Consider the case of things that may drop items. Enemies drop items when they die, but environmental things like torches and sconces do too. In order to avoid copying and pasting markup between these, and to ensure we keep them in sync if we decide to change how item drops work, it makes sense to parent each of these abstract entity definitions (enemies and environmental objects) to a base “item dropper” abstract entity definition.

Proposed consolidation of item drop markup to a parent entity

But this introduces its own problems. What happens, for instance, when we want to generalize the concept of things that have AI between enemies and NPCs? Environmental objects like torches and sconces certainly don’t need AI, so it doesn’t make sense to derive the “item dropper” entity from this “AI driven” entity. But likewise, NPCs can’t die and will never drop items, so it doesn’t make sense to derive the “AI driven” entity from our “item dropper.”

Not a good solution. Why is an item dropper necessarily AI-driven? Environmental objects require no AI.


Also not a good solution. Why is an AI-driven thing also necessarily an item dropper? NPCs will never drop items.

What we really want is to be able to pick and choose from an arbitrary number of parent entities. In this way, we can treat these parents not as a strict hierarchy, but as more of a system of composable interfaces.

A proposal for a better hierarchy. Note that our enemy entity now has two parents.

When I started implementing this, I was thinking about it in terms of multiple inheritance, but that term carries some baggage that doesn’t really apply here. In truth, neither “inheritance” nor “composition” is really an appropriate expression here, as these aren’t classes and don’t provide functions. This is simply a way of prepending associated data to a sheet of XML markup, and for the sake of familiarity, I’m thinking about it in terms of programming concepts.

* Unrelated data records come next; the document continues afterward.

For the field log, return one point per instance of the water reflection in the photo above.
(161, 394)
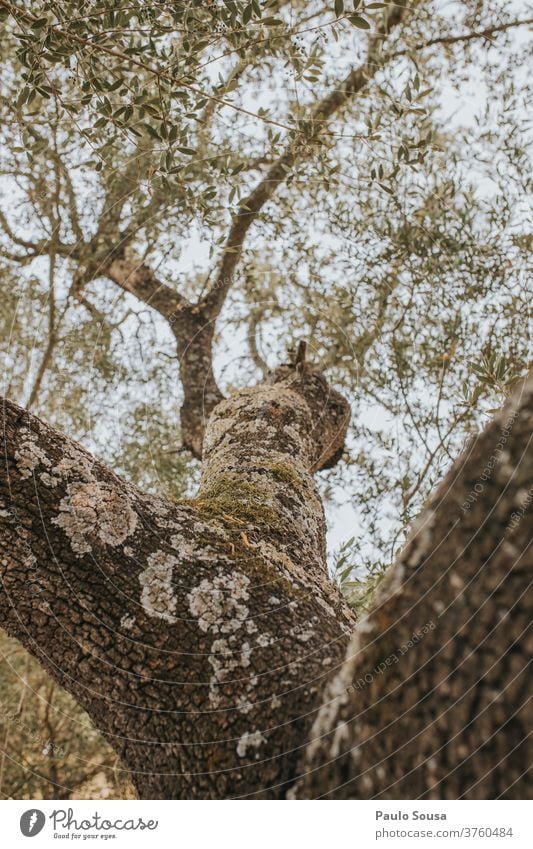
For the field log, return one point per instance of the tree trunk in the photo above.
(207, 643)
(434, 701)
(197, 636)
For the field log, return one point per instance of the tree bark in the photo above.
(197, 636)
(433, 701)
(208, 645)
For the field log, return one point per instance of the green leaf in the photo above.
(359, 22)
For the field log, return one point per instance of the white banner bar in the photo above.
(256, 825)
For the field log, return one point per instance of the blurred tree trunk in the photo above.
(199, 636)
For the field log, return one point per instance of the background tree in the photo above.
(187, 181)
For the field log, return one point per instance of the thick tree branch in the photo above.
(197, 636)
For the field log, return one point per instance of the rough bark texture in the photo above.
(434, 698)
(207, 643)
(198, 636)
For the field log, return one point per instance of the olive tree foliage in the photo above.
(346, 173)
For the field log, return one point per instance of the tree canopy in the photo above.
(348, 173)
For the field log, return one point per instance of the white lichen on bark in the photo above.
(158, 598)
(95, 510)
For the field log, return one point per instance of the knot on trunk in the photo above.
(330, 411)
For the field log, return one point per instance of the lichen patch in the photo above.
(95, 510)
(158, 597)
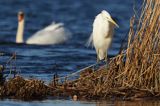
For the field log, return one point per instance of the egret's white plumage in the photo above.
(52, 34)
(102, 34)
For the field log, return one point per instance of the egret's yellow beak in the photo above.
(111, 20)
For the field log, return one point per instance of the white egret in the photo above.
(102, 34)
(52, 34)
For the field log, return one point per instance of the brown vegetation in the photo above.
(134, 73)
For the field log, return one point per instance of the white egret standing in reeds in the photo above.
(102, 34)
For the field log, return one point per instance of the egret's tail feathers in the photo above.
(90, 41)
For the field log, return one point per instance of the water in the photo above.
(43, 61)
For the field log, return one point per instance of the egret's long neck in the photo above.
(20, 30)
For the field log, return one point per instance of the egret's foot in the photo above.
(99, 65)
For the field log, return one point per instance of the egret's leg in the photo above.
(98, 56)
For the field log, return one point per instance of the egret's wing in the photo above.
(90, 41)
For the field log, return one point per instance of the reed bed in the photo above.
(134, 73)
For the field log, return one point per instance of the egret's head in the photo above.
(108, 17)
(20, 16)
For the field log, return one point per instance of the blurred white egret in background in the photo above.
(102, 34)
(52, 34)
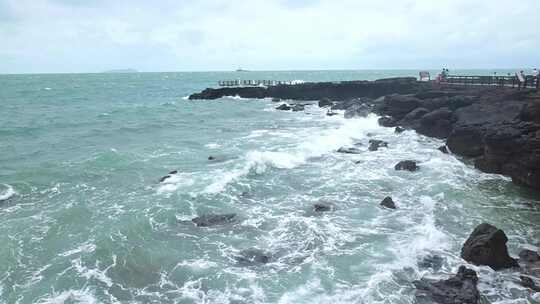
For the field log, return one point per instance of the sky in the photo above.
(46, 36)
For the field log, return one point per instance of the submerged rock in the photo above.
(349, 150)
(407, 165)
(169, 175)
(434, 262)
(325, 102)
(388, 203)
(284, 107)
(375, 144)
(443, 149)
(322, 207)
(209, 220)
(387, 121)
(487, 246)
(253, 256)
(529, 282)
(460, 289)
(298, 108)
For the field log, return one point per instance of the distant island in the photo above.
(122, 71)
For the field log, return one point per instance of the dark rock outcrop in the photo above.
(351, 150)
(252, 257)
(284, 107)
(325, 102)
(487, 246)
(462, 289)
(434, 262)
(387, 202)
(399, 129)
(443, 149)
(208, 220)
(375, 144)
(322, 207)
(407, 165)
(387, 121)
(162, 179)
(318, 90)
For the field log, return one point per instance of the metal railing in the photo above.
(508, 81)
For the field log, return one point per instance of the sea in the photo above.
(84, 217)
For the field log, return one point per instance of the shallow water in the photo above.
(84, 218)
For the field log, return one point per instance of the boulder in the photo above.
(460, 289)
(162, 179)
(252, 257)
(443, 149)
(357, 110)
(298, 108)
(487, 246)
(434, 262)
(387, 202)
(399, 130)
(208, 220)
(387, 121)
(325, 102)
(407, 165)
(397, 106)
(375, 144)
(284, 107)
(322, 207)
(351, 150)
(529, 282)
(437, 123)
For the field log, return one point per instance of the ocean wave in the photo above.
(7, 193)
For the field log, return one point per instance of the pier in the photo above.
(256, 83)
(531, 82)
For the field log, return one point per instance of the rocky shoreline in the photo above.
(498, 128)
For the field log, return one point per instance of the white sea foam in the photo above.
(7, 193)
(70, 296)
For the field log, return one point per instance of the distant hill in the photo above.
(122, 71)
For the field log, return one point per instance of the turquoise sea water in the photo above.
(84, 218)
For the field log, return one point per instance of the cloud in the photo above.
(89, 36)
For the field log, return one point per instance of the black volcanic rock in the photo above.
(208, 220)
(318, 90)
(325, 102)
(322, 207)
(460, 289)
(437, 123)
(387, 202)
(487, 246)
(387, 121)
(252, 257)
(443, 149)
(375, 144)
(407, 165)
(351, 150)
(284, 107)
(397, 106)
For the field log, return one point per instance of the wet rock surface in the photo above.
(487, 246)
(209, 220)
(375, 144)
(462, 289)
(406, 165)
(387, 202)
(252, 257)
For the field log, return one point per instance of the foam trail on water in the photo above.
(8, 193)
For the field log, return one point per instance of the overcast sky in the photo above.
(180, 35)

My implementation is fairly simple: instead of a single parent entity definition, an entity may specify an arbitrary number of parents. The editor interface prevents loops by disallowing an entity’s own descendents from being selected as ancestors, but otherwise, anything is fair game. Conflicts or redundancies are avoided by explicitly specifying the order in which parents are evaluated. In the event that an entity is derived from A and B, each of which is derived from C, the resulting output could be either the concatenation of C-A-B or C-B-A. By requiring the order to be specified within the editor, these sorts of ambiguities are avoided.

The editor tool for selecting parent entities.

This implementation gives me the freedom and flexibility to choose how I want to structure my data. My expectation is that as I start migrating existing content over to this new format and building new content on top of that, I’ll start to get a feel for best practices, and maybe that can be another blog somewhere down the road.